Hi all,
I'm fairly new to elasticsearch and have a question regarding merging of documents and removing duplicates.
I got the following data structure:
topic1:
{
"_id": “a12345",
"userId" : "x123”,
“externalId”: “0987654",
"firstName" : "first name",
"lastName" : "last name",
"birthDate" : -157770000000,
"vipFlag" : "1",
"email" : "user@domain.org",
"mobile" : "+12345678",
"zipCode" : "12345",
"city" : "City name"
}
topic2:
{
"_id": “b12345",
"userId" : "x123”,
“externalId”: “0987654",
"firstName" : "first name",
"lastName" : "last name",
"birthDate" : -157770000000,
"email" : "user@domain.org",
"mobile" : "+12345678",
"zipCode" : "12345",
"city" : "City name"
}
topic3:
{
"_id": “c12345",
“externalId”: “0987654",
"firstName" : "first name",
"lastName" : "last name",
"email" : "user@domain.org",
"mobile" : "+12345678",
"zipCode" : "12345",
}
topic4:
{
"_id": “b12345",
"userId" : "x123”,
"firstName" : "first name",
"lastName" : "last name",
"birthDate" : -157770000000,
"email" : "user@domain.org",
"mobile" : "+12345678",
"zipCode" : "12345",
"city" : "City name"
}
The information is pushed continuously into ES from the topics in kafka.
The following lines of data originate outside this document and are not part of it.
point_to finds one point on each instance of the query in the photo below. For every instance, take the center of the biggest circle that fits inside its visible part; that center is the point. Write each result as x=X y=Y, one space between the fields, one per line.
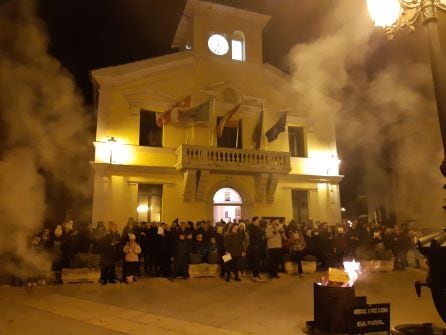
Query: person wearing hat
x=131 y=251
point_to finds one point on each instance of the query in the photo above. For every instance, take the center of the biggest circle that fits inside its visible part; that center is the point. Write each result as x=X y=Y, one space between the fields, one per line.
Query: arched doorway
x=227 y=205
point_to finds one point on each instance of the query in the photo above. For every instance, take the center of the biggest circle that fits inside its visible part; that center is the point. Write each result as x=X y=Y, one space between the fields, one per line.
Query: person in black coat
x=233 y=245
x=255 y=247
x=182 y=249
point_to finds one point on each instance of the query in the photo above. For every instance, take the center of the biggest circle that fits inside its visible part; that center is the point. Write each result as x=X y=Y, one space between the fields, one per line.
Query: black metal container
x=331 y=306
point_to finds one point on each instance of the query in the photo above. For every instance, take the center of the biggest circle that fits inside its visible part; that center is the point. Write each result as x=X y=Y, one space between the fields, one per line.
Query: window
x=232 y=135
x=299 y=200
x=297 y=142
x=150 y=134
x=227 y=205
x=238 y=46
x=149 y=202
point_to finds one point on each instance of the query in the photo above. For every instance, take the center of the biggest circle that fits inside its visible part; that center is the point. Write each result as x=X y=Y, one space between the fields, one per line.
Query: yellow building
x=187 y=169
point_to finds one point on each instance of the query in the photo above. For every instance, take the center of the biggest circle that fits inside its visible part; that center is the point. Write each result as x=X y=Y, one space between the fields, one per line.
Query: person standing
x=273 y=233
x=108 y=251
x=233 y=245
x=131 y=251
x=297 y=246
x=182 y=248
x=255 y=246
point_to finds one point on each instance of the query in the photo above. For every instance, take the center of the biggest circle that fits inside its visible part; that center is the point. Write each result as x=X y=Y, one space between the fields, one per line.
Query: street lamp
x=395 y=15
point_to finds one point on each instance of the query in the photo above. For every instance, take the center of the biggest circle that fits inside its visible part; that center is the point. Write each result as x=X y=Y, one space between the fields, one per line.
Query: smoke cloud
x=45 y=133
x=387 y=114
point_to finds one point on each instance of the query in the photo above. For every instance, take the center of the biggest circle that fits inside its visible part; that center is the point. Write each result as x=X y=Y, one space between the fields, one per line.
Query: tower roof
x=194 y=6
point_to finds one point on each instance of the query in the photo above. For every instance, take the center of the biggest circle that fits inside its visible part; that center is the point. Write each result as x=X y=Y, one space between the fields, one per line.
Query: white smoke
x=45 y=129
x=389 y=109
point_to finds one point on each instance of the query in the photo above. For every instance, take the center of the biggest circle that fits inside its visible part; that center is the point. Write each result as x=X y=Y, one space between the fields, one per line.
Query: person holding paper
x=233 y=246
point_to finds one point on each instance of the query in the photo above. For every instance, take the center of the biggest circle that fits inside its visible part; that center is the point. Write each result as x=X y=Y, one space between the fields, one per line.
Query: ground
x=196 y=306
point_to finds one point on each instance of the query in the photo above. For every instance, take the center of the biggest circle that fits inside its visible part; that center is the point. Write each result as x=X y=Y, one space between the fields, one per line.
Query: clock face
x=218 y=44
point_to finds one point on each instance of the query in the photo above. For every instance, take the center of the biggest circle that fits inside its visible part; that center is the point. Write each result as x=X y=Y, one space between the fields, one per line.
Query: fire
x=384 y=12
x=353 y=270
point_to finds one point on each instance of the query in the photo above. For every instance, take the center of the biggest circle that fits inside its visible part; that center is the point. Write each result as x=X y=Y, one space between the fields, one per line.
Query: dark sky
x=90 y=34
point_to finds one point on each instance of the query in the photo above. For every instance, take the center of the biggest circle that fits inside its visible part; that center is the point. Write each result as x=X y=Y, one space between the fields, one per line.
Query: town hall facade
x=209 y=132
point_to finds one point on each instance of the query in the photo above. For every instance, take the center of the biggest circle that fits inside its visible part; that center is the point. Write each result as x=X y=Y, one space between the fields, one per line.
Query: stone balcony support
x=197 y=162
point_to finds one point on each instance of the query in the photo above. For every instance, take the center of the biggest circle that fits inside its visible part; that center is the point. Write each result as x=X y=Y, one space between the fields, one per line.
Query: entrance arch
x=227 y=205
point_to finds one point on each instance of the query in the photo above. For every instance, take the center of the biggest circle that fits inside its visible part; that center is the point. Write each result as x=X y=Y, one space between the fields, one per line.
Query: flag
x=257 y=134
x=274 y=131
x=172 y=113
x=197 y=113
x=223 y=121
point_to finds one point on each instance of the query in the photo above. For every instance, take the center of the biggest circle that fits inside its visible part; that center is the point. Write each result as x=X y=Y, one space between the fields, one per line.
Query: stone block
x=204 y=270
x=82 y=275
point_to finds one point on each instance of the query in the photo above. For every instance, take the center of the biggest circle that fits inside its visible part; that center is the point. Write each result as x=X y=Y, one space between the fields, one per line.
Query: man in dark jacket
x=233 y=245
x=182 y=249
x=255 y=246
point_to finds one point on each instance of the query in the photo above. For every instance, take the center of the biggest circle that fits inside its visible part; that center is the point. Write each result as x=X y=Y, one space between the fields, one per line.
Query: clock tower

I’m considering using Kafka Elasticsearch Sink Connector to store the data in separate indexes per topic and merge the values based on the merging rules into a new index that will be used for querying.
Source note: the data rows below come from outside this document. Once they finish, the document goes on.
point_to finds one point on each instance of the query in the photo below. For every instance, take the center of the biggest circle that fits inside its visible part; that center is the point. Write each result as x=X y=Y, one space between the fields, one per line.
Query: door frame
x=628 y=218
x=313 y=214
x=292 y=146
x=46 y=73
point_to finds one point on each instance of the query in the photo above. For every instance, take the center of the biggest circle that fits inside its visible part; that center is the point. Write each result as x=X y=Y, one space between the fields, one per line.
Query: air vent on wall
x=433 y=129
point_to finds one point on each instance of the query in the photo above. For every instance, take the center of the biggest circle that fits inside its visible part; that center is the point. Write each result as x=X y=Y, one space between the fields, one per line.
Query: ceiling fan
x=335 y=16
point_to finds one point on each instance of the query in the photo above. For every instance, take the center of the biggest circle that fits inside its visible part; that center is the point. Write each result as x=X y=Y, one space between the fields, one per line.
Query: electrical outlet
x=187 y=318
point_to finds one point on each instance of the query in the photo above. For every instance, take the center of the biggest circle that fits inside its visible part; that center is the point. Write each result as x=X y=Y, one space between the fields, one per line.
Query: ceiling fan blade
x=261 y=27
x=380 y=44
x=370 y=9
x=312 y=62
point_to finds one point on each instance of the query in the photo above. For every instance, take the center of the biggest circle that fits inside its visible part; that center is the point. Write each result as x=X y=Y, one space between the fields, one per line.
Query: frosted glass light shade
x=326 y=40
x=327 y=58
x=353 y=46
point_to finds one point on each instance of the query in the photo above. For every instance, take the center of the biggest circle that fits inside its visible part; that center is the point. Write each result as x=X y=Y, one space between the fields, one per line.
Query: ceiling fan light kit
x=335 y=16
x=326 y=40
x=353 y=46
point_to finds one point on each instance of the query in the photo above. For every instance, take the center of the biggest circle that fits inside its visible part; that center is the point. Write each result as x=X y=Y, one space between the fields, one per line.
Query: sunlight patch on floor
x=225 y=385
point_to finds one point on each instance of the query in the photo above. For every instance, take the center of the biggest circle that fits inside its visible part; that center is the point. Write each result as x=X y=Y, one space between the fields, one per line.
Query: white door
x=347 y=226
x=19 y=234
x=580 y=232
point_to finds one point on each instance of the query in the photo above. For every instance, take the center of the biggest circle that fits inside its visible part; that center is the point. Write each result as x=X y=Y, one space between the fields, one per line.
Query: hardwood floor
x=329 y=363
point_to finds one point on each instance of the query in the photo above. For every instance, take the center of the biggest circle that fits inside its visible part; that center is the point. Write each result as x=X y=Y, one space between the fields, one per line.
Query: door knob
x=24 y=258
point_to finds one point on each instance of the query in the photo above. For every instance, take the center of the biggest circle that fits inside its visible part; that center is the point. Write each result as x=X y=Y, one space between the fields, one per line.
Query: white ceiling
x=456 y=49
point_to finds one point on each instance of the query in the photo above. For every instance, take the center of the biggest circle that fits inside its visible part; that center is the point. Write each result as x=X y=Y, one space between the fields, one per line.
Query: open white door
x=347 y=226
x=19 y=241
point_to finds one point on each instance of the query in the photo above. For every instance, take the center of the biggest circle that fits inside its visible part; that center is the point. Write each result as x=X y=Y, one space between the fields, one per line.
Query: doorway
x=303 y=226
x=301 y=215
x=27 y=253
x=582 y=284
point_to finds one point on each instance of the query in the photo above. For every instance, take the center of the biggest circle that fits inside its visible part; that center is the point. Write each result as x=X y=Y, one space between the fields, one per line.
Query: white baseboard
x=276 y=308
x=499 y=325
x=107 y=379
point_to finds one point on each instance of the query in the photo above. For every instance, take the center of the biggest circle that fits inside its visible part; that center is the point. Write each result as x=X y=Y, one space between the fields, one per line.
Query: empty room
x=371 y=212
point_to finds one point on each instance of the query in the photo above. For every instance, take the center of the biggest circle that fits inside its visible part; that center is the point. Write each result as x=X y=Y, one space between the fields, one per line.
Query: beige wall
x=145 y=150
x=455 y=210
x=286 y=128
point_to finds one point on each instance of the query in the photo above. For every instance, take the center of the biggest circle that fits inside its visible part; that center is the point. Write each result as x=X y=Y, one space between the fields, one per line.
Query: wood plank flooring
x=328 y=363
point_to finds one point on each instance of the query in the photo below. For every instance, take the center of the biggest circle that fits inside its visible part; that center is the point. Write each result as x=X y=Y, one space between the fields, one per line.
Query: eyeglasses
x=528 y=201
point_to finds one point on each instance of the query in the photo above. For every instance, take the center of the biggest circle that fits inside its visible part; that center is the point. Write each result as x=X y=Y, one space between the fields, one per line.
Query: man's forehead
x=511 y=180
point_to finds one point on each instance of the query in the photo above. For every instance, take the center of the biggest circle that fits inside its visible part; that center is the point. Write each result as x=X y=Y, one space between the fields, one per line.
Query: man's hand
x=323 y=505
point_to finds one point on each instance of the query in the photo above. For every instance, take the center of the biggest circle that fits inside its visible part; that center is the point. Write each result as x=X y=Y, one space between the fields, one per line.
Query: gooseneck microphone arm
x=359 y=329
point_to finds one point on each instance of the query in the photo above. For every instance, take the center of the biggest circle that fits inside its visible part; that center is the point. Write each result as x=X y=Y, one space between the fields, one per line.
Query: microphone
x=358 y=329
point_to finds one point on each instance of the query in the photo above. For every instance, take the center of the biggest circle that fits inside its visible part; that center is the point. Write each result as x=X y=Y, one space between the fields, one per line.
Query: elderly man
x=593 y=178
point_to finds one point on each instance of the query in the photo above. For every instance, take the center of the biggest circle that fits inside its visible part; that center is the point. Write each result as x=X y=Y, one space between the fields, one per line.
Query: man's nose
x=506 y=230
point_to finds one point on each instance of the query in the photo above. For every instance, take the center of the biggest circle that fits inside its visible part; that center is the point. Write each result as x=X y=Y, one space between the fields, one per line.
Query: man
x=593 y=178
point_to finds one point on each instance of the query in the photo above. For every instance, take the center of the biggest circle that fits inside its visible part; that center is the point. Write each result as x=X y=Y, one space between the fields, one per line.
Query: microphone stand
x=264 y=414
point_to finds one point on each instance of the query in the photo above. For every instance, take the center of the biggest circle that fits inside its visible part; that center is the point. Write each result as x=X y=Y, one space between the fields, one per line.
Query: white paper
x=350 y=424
Following values should be used for merging the documents from topics:
- topic1 with topic2: userId
- topic1 with topic4: userId
- topic1_2_4 with topic3: externalId
As a result I’m expecting one topic with either parent-child relation or with merged fields (whatever is easier)
Is it doable in elasticsearch or should I write a an external kafka consumer + elasticsearch indexer application to merge and insert the data?
If it's doable in elasticsearch, what would be the right way to solve this?